I don’t think that this is completely invisible, to the extent that a switch that is looking for this sort of thing would not notice it. If you really have to fight with the switch to stop the port getting disabled, take a look at the seminal work by Alva Duckwall presented at DefCon 19, and updates by S0lst1c3 at Defcon and 44Con in  2018.

Mallet Setup

Now, we want to be able to intercept traffic entering our bridge, and route it to Mallet, and then route it back to the bridge and on to its destination.

The most effective tool I have found for that is redsocks. Redsocks makes use of Linux’s TPROXY functionality, which lets Linux accept connections to non-local IP addresses, and allows the accepting process to determine what that remote IP address and port actually was. Knowing the original remote address/port, it can make a request to a SOCKS or HTTP CONNECT proxy to actually establish that connection, and then simply forward data back and forth between the original socket, and the upstream proxy. This naturally gives us an opportunity to interfere with that traffic on a more capable machine than a little OpenWRT router.

Let’s get it installed, and configured.

opkg install redsocks

Redsocks’ configuration file lives at /etc/redsocks.conf. The important things that you will need to change are the interfaces that redsocks listens on, that we will redirect intercepted traffic to, and the address of the upstream proxy. I usually just set local_ip = 0.0.0.0 (all interfaces), and ip = localhost (explained below).

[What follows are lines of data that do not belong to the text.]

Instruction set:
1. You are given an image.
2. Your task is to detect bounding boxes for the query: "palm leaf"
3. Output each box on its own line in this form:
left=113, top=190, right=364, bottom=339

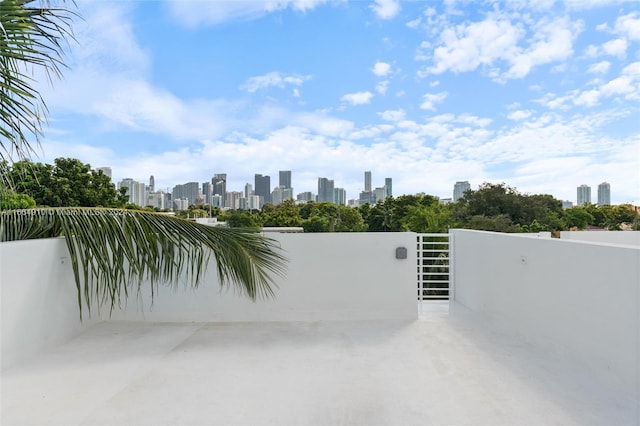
left=0, top=207, right=286, bottom=319
left=0, top=0, right=76, bottom=160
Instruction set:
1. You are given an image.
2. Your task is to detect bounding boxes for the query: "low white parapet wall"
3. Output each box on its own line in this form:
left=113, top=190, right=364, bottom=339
left=560, top=231, right=640, bottom=246
left=451, top=229, right=640, bottom=398
left=0, top=232, right=418, bottom=368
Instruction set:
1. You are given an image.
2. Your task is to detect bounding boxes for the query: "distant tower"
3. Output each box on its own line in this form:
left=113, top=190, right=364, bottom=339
left=576, top=185, right=591, bottom=206
left=318, top=178, right=334, bottom=203
left=244, top=182, right=253, bottom=200
left=211, top=173, right=228, bottom=207
left=453, top=180, right=471, bottom=203
left=96, top=167, right=112, bottom=178
left=278, top=170, right=291, bottom=188
left=333, top=188, right=347, bottom=206
left=253, top=174, right=271, bottom=203
left=598, top=182, right=611, bottom=206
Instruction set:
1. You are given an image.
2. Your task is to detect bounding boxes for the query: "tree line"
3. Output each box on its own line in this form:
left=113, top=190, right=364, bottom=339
left=0, top=158, right=640, bottom=232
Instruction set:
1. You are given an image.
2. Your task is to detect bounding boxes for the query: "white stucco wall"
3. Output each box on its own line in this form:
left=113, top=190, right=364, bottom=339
left=560, top=231, right=640, bottom=246
left=451, top=230, right=640, bottom=397
left=0, top=238, right=101, bottom=369
left=0, top=233, right=417, bottom=368
left=113, top=233, right=417, bottom=321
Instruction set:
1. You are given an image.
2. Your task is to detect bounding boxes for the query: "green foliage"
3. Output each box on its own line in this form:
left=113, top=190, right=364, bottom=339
left=0, top=208, right=286, bottom=318
left=456, top=182, right=565, bottom=232
left=7, top=158, right=121, bottom=207
left=225, top=210, right=262, bottom=229
left=302, top=201, right=367, bottom=232
left=564, top=206, right=595, bottom=229
left=0, top=0, right=74, bottom=161
left=0, top=190, right=36, bottom=210
left=260, top=200, right=302, bottom=227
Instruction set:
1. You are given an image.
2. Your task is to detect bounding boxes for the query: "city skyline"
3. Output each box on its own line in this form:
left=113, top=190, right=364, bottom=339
left=34, top=0, right=640, bottom=204
left=116, top=166, right=622, bottom=208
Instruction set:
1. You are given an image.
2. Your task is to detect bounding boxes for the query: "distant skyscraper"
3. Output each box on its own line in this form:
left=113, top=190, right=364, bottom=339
left=384, top=178, right=393, bottom=197
left=244, top=182, right=253, bottom=199
left=318, top=178, right=333, bottom=203
left=598, top=182, right=611, bottom=206
left=253, top=174, right=271, bottom=207
left=225, top=191, right=244, bottom=209
left=118, top=178, right=149, bottom=207
left=279, top=170, right=291, bottom=188
left=96, top=167, right=112, bottom=177
left=453, top=180, right=471, bottom=202
left=211, top=173, right=227, bottom=207
left=576, top=185, right=591, bottom=206
left=202, top=182, right=213, bottom=206
left=296, top=191, right=315, bottom=202
left=333, top=188, right=347, bottom=206
left=373, top=187, right=387, bottom=203
left=171, top=182, right=200, bottom=207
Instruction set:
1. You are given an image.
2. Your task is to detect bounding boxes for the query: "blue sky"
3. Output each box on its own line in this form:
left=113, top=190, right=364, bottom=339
left=38, top=0, right=640, bottom=203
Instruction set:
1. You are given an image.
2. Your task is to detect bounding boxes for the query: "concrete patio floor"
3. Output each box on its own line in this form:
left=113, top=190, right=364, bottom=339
left=1, top=304, right=639, bottom=425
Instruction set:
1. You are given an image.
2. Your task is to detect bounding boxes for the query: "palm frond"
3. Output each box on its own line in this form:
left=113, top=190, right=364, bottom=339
left=0, top=207, right=287, bottom=318
left=0, top=0, right=76, bottom=160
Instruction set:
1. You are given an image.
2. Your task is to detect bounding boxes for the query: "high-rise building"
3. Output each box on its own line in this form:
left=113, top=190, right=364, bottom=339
left=211, top=173, right=227, bottom=207
left=318, top=178, right=333, bottom=203
left=244, top=182, right=254, bottom=199
left=224, top=191, right=244, bottom=209
left=333, top=188, right=347, bottom=206
left=384, top=178, right=393, bottom=198
left=147, top=191, right=167, bottom=209
left=278, top=170, right=291, bottom=188
left=296, top=191, right=316, bottom=203
left=364, top=171, right=371, bottom=192
left=253, top=174, right=271, bottom=207
left=118, top=178, right=148, bottom=207
left=373, top=187, right=387, bottom=203
left=171, top=182, right=200, bottom=207
left=453, top=180, right=471, bottom=202
left=96, top=166, right=112, bottom=178
left=202, top=182, right=213, bottom=206
left=576, top=185, right=591, bottom=206
left=598, top=182, right=611, bottom=206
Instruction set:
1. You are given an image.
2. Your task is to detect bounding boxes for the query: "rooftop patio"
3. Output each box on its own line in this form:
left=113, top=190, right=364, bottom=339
left=1, top=233, right=640, bottom=425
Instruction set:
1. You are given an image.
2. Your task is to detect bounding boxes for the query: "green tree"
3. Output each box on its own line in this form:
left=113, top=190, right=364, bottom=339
left=0, top=0, right=286, bottom=318
left=0, top=191, right=36, bottom=210
left=9, top=158, right=120, bottom=207
left=564, top=206, right=594, bottom=229
left=260, top=200, right=302, bottom=227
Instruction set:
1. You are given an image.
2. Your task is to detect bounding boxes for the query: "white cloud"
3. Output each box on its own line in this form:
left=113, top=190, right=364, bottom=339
left=602, top=38, right=627, bottom=58
left=507, top=110, right=531, bottom=121
left=371, top=61, right=391, bottom=77
left=376, top=80, right=389, bottom=95
left=370, top=0, right=400, bottom=19
left=340, top=91, right=373, bottom=105
left=587, top=61, right=611, bottom=74
left=614, top=11, right=640, bottom=40
left=428, top=13, right=583, bottom=82
left=378, top=109, right=406, bottom=121
left=241, top=71, right=311, bottom=93
left=420, top=92, right=448, bottom=111
left=167, top=0, right=336, bottom=27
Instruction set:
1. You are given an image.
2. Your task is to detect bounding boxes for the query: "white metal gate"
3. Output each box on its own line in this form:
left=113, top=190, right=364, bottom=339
left=417, top=234, right=451, bottom=302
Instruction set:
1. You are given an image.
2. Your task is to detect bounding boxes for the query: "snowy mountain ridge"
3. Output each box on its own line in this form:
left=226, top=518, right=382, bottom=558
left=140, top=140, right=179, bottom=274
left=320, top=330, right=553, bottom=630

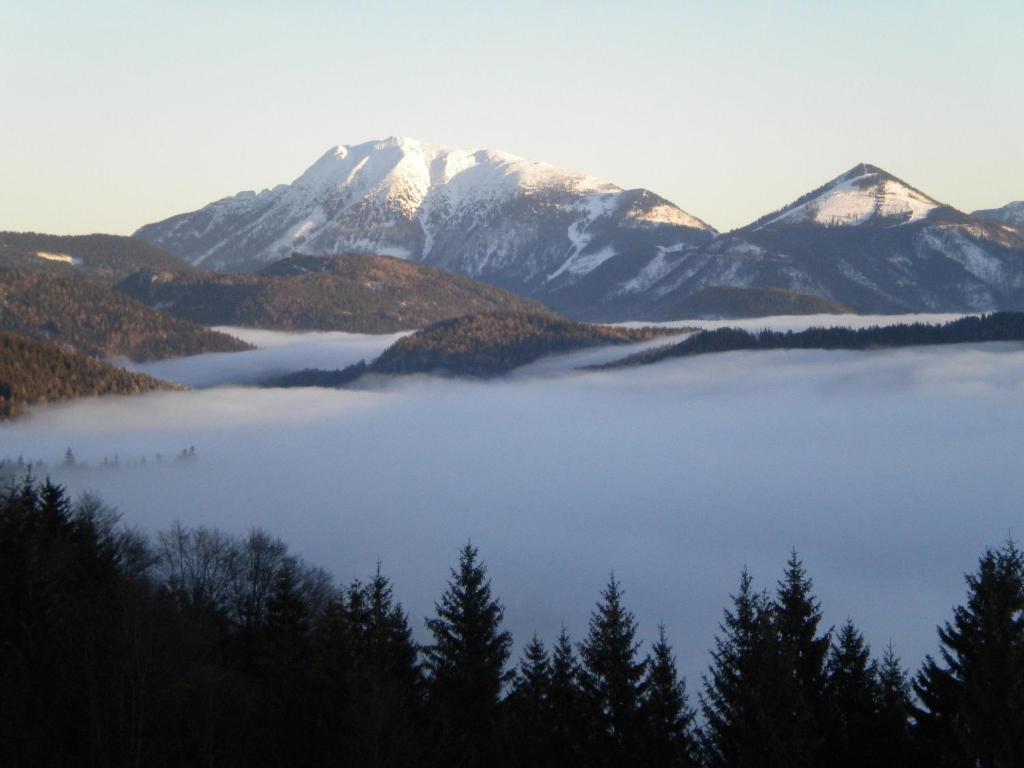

By default, redsocks wants to redirect incoming traffic to a SOCKS proxy running on example.org:1080. We need to update that to point to Mallet. We can either make Mallet listen on a public interface (i.e. the IP address that we were allocated by OpenWRT), or we can use SSH remote port forwarding again. Since this is not particularly performance-critical, let’s do the latter, because it means that we don’t have to update the IP address of the SOCKS server if for some reason the address changes. Since Mallet by default creates listeners on 127.0.0.1:1080, let’s set up a remote port forward in SSH to redirect connections to 127.0.0.1:1080 on OpenWRT to 127.0.0.1:1080 on our workstation:

ssh -R127.0.0.1:1080:127.0.0.1:1080 demeter-6w

Or, we can simply add that to our .ssh/config file, which you can see is already there in the snippet above.

  • Now, run Mallet on your workstation. The default Mallet graph is not going to work for us, as it assumes that Mallet can directly reach the target hosts and services. In this case, we need to route outgoing traffic back to the OpenWRT router.
  • We can do that by adding an upstream SOCKS proxy. Drag a SOCKS client node from the palette, and drop it on the edge just above the Sink.
  • Double click to edit the node properties, and change the target address to 127.0.0.1:1081. If you are using the SSH config file above, you should already have a DynamicForward rule configured for localhost:1081. Otherwise, you can add it manually.

The last thing we need to do to see traffic in Mallet is to actually redirect traffic on the bridge to redsocks.

# create a custom chain
iptables -t nat -N REDSOCKS
iptables -t nat -A REDSOCKS -p tcp -j REDIRECT --to-ports 12345

# Make sure that traffic to and from the victim enters the REDSOCKS chain
iptables -t nat -I PREROUTING 1 -p tcp -s $victim_ip -j REDSOCKS
iptables -t nat -I PREROUTING 1 -p tcp -d $victim_ip -j REDSOCKS

This will make sure that any new TCP connections created by the victim will be intercepted by OpenWRT, and redirected to redsocks, which will attempt to make a SOCKS connection to localhost:1080. That connection will be tunnelled through your SSH connection to localhost:1080 on your workstation, where Mallet is listening, and actually implementing the SOCKS server. Having intercepted the traffic, Mallet will then make the outbound connection to a SOCKS server on localhost:1081, which once again, is an SSH tunnel back to OpenWRT, which will finally attempt to make the outbound connection to the original target.

The final result, showing data flows from victim, through Mallet, and back to the original destination

Now that you have TCP intercept working, and passing through Mallet, your next step is to start constructing graphs that allow you to view and understand that traffic as you desire. But I think that this post is long enough as it is!